Il s’agit d’ un rituel sacré et d’une tradition musicale qui prend sa source en Afrique Subsaharienne et principalement au Niger. Il s’est répandu en Tunisie avec les populations amenées en esclavage pendant la traite trans-saharienne. A l’instar des Gnawa du Maroc et du Diwan algérien, ce culte mystique et thérapeutique reflète l’héritage spirituel de ces communautés et plus largement de l’identité afromaghrébine de ce territoire.

Mélange entre rituel des esprits africains et le culte populaire des saints musulmans, le stambali est devenu une tradition confrérique dans la Tunisie contemporaine. Le Stambali est une cérémonie où la musique nous entraîne dans l’univers du Guembri qui encense le public jusqu’à la danse. Le répertoire musical célèbre les esprits bienfaisants et évoque l’histoire de l’esclave en Tunisie, des protagonistes et des grandes familles tunisiennes qui ont participé à son développement. Ce patrimoine est le reflet de deux cultures qui se sont mélangés pour inventer un art L’histoire du Stambali raconte l’héritage spirituel de la communauté noire tunisienne au travers des chants et musiques joués au cours des cérémonies.

À travers toute la Tunisie, quelques dernières maisons dédiées au Stambali font perdurer cette tradition en faisant découvrir au public des expressions artistiques qui trouvent leurs racines dans la mémoire du continent africain.

La zaouia Sidi Ali Lasmar est le dernier lieu où la communauté célèbre cette mémoire pour la transmettre aux nouvelles générations. Depuis des décennies les troupes de stambali de Tunis et particulièrement celle de Sidi Ali Lasmar, organise des concerts et des évènements culturels pour valoriser ce patrimoine.

Un patrimoine immatériel menacé en Tunisie.

A l’abolition de l’esclavage en Tunisie, Le Bey Ahmed 1er à créé quatres maisons pour que les anciens esclaves puissent se retrouver : Dar Koufa, Dar Jemaa, Dar Barnou et Zaouia Sidi Ali Lasmar. Depuis plus de 900 ans, ce dernier est le seul lieu qui abrite le tombeau d’un saint à la peau noire, ancien esclave devenu saint, dans la vieille ville.

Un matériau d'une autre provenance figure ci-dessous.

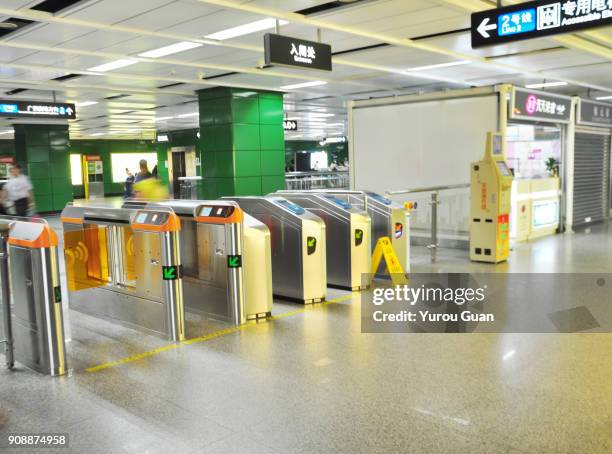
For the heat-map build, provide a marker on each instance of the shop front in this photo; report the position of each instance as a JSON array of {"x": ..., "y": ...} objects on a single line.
[
  {"x": 535, "y": 137},
  {"x": 590, "y": 200}
]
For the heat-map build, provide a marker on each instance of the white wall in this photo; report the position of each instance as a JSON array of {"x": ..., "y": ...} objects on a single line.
[{"x": 431, "y": 143}]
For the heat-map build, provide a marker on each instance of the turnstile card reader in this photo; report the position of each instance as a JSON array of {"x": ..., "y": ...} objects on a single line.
[
  {"x": 227, "y": 272},
  {"x": 124, "y": 265},
  {"x": 389, "y": 219},
  {"x": 298, "y": 247},
  {"x": 348, "y": 232},
  {"x": 491, "y": 183},
  {"x": 36, "y": 315}
]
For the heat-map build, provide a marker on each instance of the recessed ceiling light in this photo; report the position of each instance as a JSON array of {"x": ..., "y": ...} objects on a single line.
[
  {"x": 320, "y": 114},
  {"x": 314, "y": 83},
  {"x": 113, "y": 65},
  {"x": 246, "y": 29},
  {"x": 440, "y": 65},
  {"x": 192, "y": 114},
  {"x": 547, "y": 84},
  {"x": 86, "y": 103},
  {"x": 171, "y": 49}
]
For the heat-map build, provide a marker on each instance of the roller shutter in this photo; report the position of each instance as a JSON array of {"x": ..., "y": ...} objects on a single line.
[{"x": 591, "y": 176}]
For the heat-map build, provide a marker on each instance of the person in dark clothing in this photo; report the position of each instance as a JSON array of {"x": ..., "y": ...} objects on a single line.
[
  {"x": 144, "y": 171},
  {"x": 18, "y": 190}
]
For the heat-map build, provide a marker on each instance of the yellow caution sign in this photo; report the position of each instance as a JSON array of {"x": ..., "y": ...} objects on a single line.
[{"x": 384, "y": 248}]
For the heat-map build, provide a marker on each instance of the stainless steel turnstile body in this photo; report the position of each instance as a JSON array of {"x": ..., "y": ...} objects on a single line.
[
  {"x": 36, "y": 306},
  {"x": 298, "y": 247},
  {"x": 389, "y": 219},
  {"x": 227, "y": 272},
  {"x": 348, "y": 232},
  {"x": 124, "y": 265}
]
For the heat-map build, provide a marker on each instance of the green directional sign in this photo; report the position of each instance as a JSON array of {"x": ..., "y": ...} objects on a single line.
[
  {"x": 171, "y": 272},
  {"x": 234, "y": 261}
]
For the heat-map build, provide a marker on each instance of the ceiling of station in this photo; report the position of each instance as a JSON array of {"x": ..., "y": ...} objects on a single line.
[{"x": 380, "y": 47}]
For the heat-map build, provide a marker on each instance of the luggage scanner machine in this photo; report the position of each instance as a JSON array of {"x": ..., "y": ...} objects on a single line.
[
  {"x": 298, "y": 247},
  {"x": 348, "y": 232},
  {"x": 211, "y": 233},
  {"x": 389, "y": 219}
]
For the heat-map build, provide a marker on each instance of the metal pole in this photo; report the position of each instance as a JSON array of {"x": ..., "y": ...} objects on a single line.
[
  {"x": 434, "y": 225},
  {"x": 6, "y": 299}
]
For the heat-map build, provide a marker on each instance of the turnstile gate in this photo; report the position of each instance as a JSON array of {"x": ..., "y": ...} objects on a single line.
[
  {"x": 36, "y": 326},
  {"x": 389, "y": 219},
  {"x": 348, "y": 232},
  {"x": 298, "y": 247},
  {"x": 124, "y": 265},
  {"x": 226, "y": 260}
]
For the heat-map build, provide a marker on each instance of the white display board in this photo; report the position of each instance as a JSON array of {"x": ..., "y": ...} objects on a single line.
[{"x": 432, "y": 143}]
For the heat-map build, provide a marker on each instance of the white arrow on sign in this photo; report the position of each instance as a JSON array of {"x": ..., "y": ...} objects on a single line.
[{"x": 484, "y": 28}]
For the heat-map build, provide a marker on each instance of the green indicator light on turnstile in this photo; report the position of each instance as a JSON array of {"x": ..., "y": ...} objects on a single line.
[
  {"x": 170, "y": 273},
  {"x": 234, "y": 261}
]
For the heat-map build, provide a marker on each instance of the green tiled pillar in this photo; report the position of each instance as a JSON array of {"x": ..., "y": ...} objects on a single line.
[
  {"x": 43, "y": 152},
  {"x": 241, "y": 141}
]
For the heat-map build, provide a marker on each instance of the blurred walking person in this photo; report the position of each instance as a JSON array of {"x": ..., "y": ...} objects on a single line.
[{"x": 18, "y": 190}]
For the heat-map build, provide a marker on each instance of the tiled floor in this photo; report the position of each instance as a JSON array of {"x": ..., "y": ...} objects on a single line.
[{"x": 312, "y": 382}]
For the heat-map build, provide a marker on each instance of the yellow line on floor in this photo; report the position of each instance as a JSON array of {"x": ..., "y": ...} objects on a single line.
[{"x": 214, "y": 335}]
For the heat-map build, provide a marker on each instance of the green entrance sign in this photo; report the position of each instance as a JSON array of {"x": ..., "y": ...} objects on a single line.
[{"x": 234, "y": 261}]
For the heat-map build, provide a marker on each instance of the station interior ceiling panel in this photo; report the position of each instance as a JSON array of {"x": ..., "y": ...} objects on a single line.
[{"x": 380, "y": 47}]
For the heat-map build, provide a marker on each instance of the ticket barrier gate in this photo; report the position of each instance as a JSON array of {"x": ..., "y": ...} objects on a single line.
[
  {"x": 298, "y": 247},
  {"x": 348, "y": 232},
  {"x": 124, "y": 265},
  {"x": 227, "y": 264},
  {"x": 31, "y": 303},
  {"x": 389, "y": 219}
]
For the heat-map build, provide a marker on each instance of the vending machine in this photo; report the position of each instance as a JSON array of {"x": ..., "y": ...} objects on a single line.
[{"x": 491, "y": 185}]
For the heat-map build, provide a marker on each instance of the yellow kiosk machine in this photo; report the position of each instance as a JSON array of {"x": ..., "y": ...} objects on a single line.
[{"x": 491, "y": 184}]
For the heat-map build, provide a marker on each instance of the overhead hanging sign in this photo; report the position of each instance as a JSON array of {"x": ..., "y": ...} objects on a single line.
[
  {"x": 290, "y": 125},
  {"x": 34, "y": 109},
  {"x": 593, "y": 113},
  {"x": 540, "y": 106},
  {"x": 294, "y": 52},
  {"x": 537, "y": 19}
]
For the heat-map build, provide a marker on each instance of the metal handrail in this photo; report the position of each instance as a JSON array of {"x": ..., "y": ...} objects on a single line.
[
  {"x": 434, "y": 202},
  {"x": 6, "y": 299},
  {"x": 315, "y": 172},
  {"x": 429, "y": 189}
]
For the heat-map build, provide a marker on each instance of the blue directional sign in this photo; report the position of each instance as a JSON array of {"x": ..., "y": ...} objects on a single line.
[
  {"x": 36, "y": 109},
  {"x": 9, "y": 108},
  {"x": 536, "y": 19},
  {"x": 522, "y": 21}
]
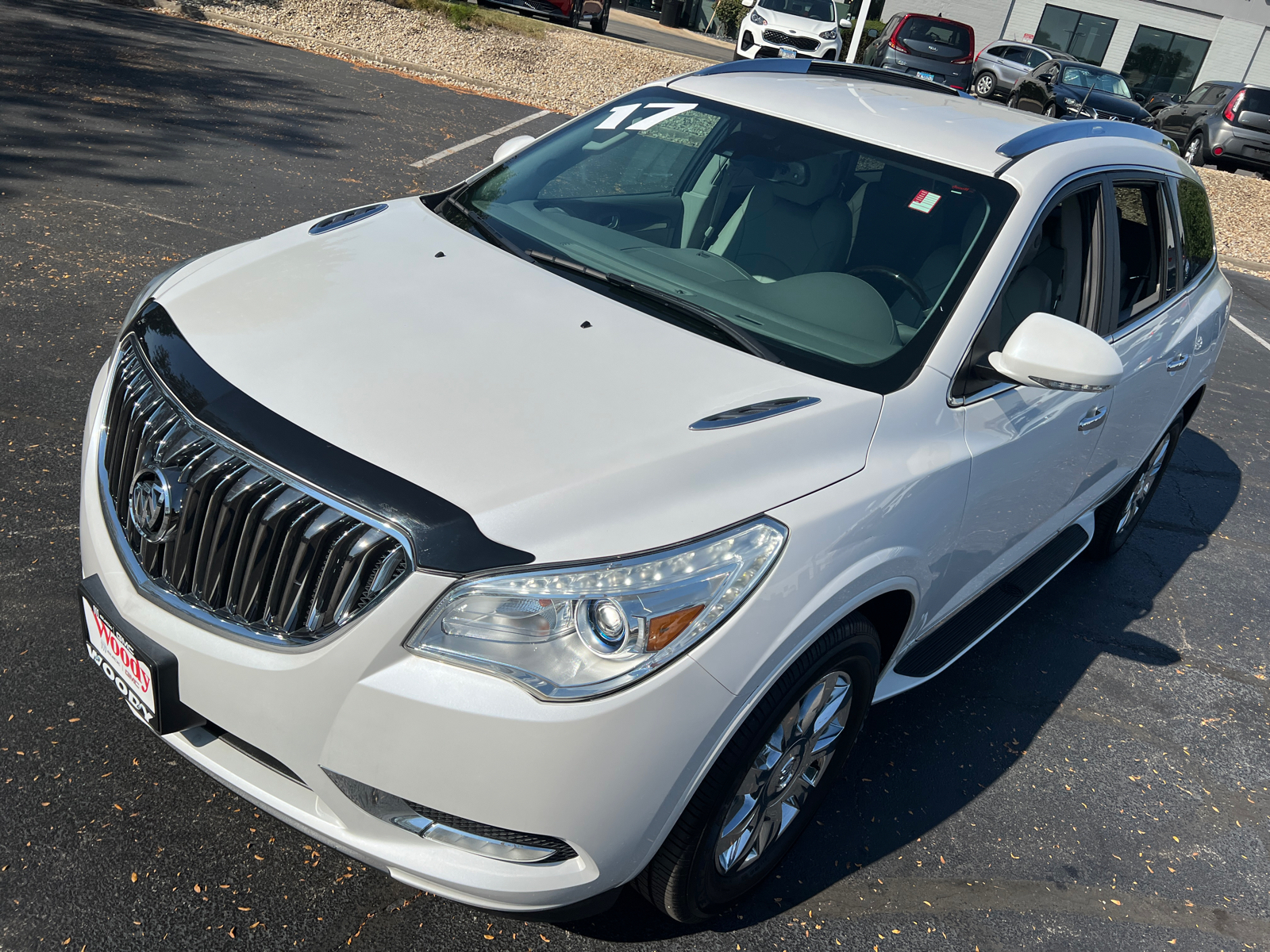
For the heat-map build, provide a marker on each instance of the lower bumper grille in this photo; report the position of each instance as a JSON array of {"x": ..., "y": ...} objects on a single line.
[
  {"x": 483, "y": 839},
  {"x": 224, "y": 532}
]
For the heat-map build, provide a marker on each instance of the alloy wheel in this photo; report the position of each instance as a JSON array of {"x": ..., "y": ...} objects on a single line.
[
  {"x": 787, "y": 768},
  {"x": 1146, "y": 480}
]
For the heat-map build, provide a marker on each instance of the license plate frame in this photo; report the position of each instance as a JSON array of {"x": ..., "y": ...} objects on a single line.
[{"x": 140, "y": 670}]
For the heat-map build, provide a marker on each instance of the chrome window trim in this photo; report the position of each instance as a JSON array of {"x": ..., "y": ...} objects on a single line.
[
  {"x": 956, "y": 401},
  {"x": 169, "y": 601}
]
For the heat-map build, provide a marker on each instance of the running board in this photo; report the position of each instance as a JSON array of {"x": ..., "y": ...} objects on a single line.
[{"x": 992, "y": 607}]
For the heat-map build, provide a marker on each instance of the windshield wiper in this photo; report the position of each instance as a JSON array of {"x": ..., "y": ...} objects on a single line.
[{"x": 696, "y": 313}]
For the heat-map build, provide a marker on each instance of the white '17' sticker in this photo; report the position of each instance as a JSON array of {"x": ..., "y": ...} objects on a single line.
[
  {"x": 620, "y": 113},
  {"x": 925, "y": 201}
]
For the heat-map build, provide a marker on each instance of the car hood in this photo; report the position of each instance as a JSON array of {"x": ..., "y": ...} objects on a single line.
[
  {"x": 791, "y": 23},
  {"x": 556, "y": 416}
]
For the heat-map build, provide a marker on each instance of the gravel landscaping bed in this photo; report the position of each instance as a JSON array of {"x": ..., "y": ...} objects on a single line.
[
  {"x": 1241, "y": 213},
  {"x": 565, "y": 70}
]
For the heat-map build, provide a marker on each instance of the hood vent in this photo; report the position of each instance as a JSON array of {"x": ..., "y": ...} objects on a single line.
[
  {"x": 753, "y": 412},
  {"x": 342, "y": 219}
]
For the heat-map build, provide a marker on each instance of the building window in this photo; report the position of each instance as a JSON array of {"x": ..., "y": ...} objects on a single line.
[
  {"x": 1083, "y": 35},
  {"x": 1160, "y": 61}
]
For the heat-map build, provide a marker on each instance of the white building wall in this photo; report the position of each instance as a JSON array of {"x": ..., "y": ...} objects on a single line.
[
  {"x": 1232, "y": 50},
  {"x": 1259, "y": 70}
]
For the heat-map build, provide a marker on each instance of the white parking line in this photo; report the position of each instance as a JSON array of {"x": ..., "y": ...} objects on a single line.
[
  {"x": 476, "y": 141},
  {"x": 1253, "y": 334}
]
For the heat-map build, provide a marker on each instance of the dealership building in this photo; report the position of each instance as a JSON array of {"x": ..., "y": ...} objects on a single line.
[{"x": 1156, "y": 46}]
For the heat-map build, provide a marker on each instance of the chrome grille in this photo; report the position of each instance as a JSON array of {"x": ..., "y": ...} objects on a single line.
[
  {"x": 244, "y": 543},
  {"x": 781, "y": 38}
]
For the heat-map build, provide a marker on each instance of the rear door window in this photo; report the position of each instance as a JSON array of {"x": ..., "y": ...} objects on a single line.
[
  {"x": 952, "y": 36},
  {"x": 1197, "y": 222},
  {"x": 1143, "y": 236},
  {"x": 1257, "y": 101}
]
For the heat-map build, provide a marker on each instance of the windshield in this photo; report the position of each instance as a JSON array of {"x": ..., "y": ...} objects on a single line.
[
  {"x": 1085, "y": 78},
  {"x": 840, "y": 258},
  {"x": 924, "y": 31},
  {"x": 810, "y": 10}
]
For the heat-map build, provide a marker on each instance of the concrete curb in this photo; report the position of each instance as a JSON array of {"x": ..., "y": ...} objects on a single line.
[{"x": 1244, "y": 263}]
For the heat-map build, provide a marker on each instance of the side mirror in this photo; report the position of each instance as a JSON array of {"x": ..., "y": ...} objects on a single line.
[
  {"x": 511, "y": 148},
  {"x": 1049, "y": 352}
]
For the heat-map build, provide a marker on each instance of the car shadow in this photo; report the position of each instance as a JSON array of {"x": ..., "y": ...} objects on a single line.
[
  {"x": 111, "y": 67},
  {"x": 929, "y": 753}
]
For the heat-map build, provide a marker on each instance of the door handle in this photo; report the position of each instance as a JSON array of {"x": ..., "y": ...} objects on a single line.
[{"x": 1092, "y": 419}]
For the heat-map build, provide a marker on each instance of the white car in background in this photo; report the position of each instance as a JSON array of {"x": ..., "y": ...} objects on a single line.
[
  {"x": 556, "y": 532},
  {"x": 791, "y": 29}
]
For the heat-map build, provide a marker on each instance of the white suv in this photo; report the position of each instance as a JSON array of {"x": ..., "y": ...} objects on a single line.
[
  {"x": 556, "y": 532},
  {"x": 791, "y": 29}
]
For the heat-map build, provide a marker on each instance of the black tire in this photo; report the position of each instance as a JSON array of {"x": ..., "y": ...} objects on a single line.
[
  {"x": 1114, "y": 520},
  {"x": 1194, "y": 152},
  {"x": 683, "y": 880},
  {"x": 601, "y": 25}
]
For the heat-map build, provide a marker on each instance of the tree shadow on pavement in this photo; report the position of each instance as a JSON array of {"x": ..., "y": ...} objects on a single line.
[
  {"x": 112, "y": 67},
  {"x": 929, "y": 753}
]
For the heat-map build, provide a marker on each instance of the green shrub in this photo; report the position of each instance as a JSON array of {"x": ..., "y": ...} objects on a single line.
[
  {"x": 465, "y": 16},
  {"x": 729, "y": 13}
]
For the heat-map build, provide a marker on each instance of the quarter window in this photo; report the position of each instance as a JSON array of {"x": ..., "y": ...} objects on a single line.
[
  {"x": 1143, "y": 235},
  {"x": 1197, "y": 222}
]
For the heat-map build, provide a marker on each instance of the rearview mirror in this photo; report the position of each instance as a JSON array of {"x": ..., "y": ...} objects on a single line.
[
  {"x": 1047, "y": 351},
  {"x": 511, "y": 148}
]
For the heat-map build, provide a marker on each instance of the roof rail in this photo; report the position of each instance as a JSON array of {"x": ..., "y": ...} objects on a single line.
[
  {"x": 829, "y": 67},
  {"x": 1071, "y": 130}
]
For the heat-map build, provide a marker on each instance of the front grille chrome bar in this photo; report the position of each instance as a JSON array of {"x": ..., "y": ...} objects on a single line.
[{"x": 228, "y": 539}]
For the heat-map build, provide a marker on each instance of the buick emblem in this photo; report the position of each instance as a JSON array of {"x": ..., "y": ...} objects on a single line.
[{"x": 150, "y": 508}]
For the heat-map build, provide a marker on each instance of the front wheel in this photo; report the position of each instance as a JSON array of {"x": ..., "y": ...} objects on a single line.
[
  {"x": 600, "y": 25},
  {"x": 1194, "y": 154},
  {"x": 770, "y": 778},
  {"x": 1115, "y": 520}
]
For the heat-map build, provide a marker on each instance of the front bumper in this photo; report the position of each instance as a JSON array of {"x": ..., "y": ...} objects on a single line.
[{"x": 606, "y": 776}]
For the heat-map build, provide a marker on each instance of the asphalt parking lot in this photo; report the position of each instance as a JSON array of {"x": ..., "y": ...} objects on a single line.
[{"x": 1095, "y": 774}]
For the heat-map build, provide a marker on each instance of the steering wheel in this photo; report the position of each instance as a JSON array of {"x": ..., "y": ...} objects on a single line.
[{"x": 911, "y": 286}]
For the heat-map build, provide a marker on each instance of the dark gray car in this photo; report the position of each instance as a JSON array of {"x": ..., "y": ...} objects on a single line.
[
  {"x": 1001, "y": 65},
  {"x": 929, "y": 48},
  {"x": 1219, "y": 124}
]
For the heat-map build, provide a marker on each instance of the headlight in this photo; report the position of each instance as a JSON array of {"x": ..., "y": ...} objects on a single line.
[{"x": 581, "y": 631}]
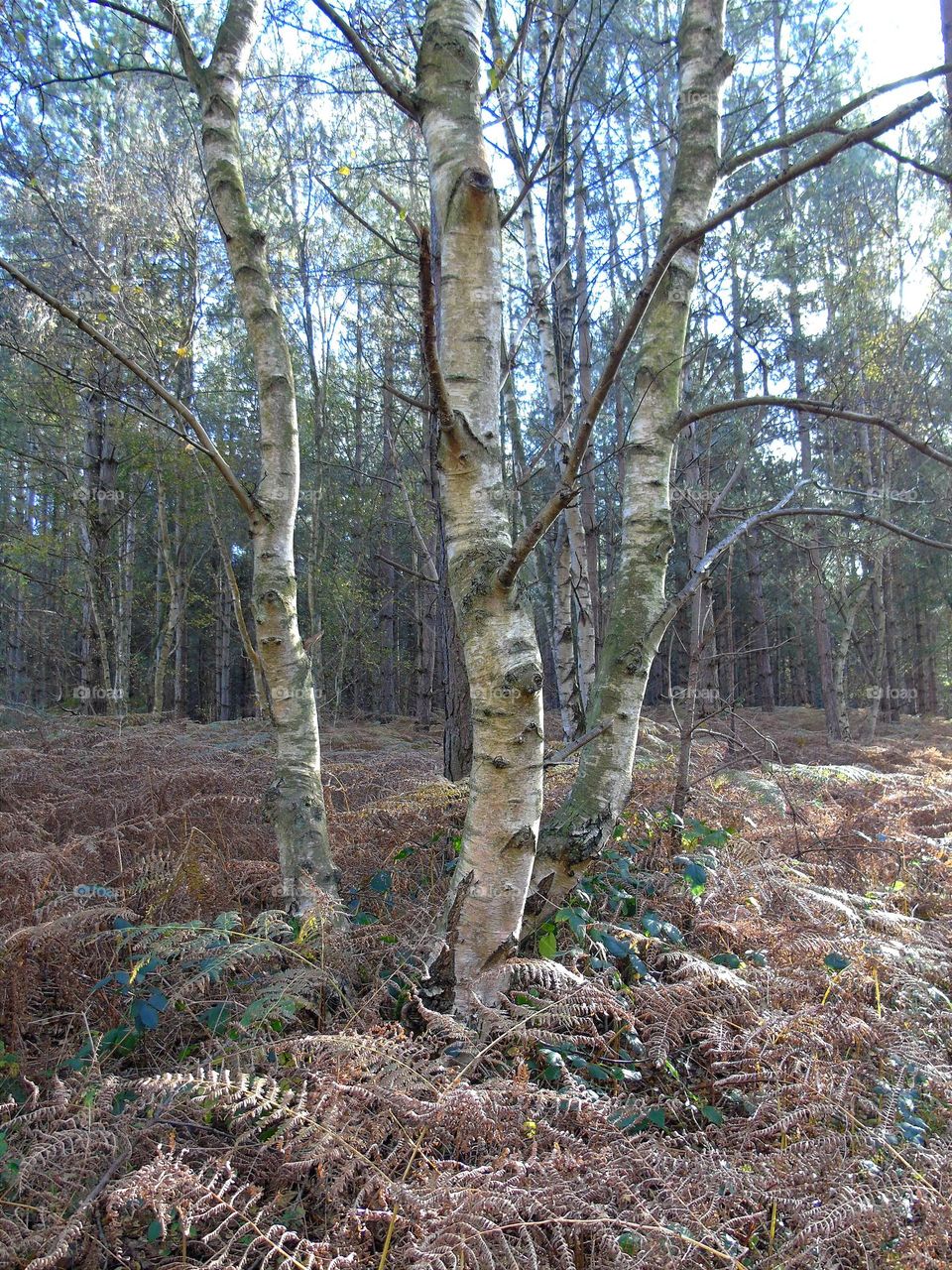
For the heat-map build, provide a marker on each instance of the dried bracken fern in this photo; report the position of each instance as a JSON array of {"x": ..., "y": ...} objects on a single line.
[{"x": 771, "y": 1088}]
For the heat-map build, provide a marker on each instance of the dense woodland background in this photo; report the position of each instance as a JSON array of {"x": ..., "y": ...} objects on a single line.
[
  {"x": 123, "y": 564},
  {"x": 603, "y": 1006}
]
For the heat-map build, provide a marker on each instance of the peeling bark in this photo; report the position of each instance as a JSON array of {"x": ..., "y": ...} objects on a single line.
[
  {"x": 492, "y": 878},
  {"x": 295, "y": 802},
  {"x": 587, "y": 818}
]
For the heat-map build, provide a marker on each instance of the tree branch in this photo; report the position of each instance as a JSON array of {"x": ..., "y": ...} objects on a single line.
[
  {"x": 828, "y": 411},
  {"x": 824, "y": 123},
  {"x": 241, "y": 494},
  {"x": 400, "y": 95},
  {"x": 135, "y": 14},
  {"x": 565, "y": 492}
]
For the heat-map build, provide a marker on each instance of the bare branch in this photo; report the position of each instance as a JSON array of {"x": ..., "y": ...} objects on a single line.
[
  {"x": 398, "y": 94},
  {"x": 135, "y": 14},
  {"x": 565, "y": 492},
  {"x": 825, "y": 123},
  {"x": 828, "y": 411},
  {"x": 179, "y": 408}
]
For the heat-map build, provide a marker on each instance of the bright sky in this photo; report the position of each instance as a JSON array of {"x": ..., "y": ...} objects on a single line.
[{"x": 897, "y": 39}]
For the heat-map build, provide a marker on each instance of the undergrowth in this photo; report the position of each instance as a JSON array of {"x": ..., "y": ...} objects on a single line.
[{"x": 730, "y": 1048}]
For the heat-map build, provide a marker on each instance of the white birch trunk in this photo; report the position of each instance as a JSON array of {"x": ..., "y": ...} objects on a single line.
[
  {"x": 296, "y": 798},
  {"x": 585, "y": 821},
  {"x": 498, "y": 635}
]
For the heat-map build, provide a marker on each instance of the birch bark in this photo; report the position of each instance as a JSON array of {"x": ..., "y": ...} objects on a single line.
[
  {"x": 580, "y": 826},
  {"x": 492, "y": 879},
  {"x": 296, "y": 798}
]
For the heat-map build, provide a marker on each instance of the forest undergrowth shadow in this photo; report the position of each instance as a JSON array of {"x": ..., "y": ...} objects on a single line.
[{"x": 730, "y": 1052}]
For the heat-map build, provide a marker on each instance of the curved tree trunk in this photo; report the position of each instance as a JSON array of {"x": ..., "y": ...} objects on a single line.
[
  {"x": 497, "y": 630},
  {"x": 587, "y": 818},
  {"x": 296, "y": 798}
]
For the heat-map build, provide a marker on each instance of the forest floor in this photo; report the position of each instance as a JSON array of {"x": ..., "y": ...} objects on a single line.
[{"x": 733, "y": 1049}]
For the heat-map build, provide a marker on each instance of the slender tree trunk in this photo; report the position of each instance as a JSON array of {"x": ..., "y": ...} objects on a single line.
[
  {"x": 821, "y": 626},
  {"x": 580, "y": 826},
  {"x": 296, "y": 798},
  {"x": 762, "y": 634}
]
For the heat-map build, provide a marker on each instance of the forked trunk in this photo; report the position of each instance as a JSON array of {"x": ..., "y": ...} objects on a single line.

Sidi Ali Lasmar est devenu le lieu symbolique qui raconte la présence de cette minorité en Tunisie et dans lequel les membres de la communauté se rassemblent pour célébrer leur tradition.

Chaque année de nombreuses processions s’y déroulent pour vénérer le saint de la médina et les esprits africains. Le sanctuaire Sidi Ali Lasmar est aujourd’hui le dernier lieu sacré de la communauté du stambali à Tunis. Celui-ci est menacé de disparaître faute de protection par les institutions publiques comme patrimoine national et les principaux officiants du rituel disparaissent petit à petit. Ce lieu sacré accueille les visiteurs venus célébrer le saint Sidi Ali Lasmar et perpétuer l’histoire de cette culture.

C’est dans cette maison que les anciens organisaient leurs cérémonies et que Riadh Ezzawech, un des derniers représentants du stambali, tente de préserver cette tradition. Chaque année, il ouvre la maison au public pour assister aux cérémonies sacrées du rituel. Cette maison fait partie de l’histoire de la médina et participe à la vivacité des échanges qui construisent l’identité de ce territoire.

Aujourd’hui, ce lieu d’échange et de mémoire a pour projet d’être vendu pour en faire une maison privée. Avec elle, le stambali risque de mourir en perdant son dernier lieu symbolique et, avec lui, tout un pan de ce patrimoine unique qui fait la spécificité de la Tunisie.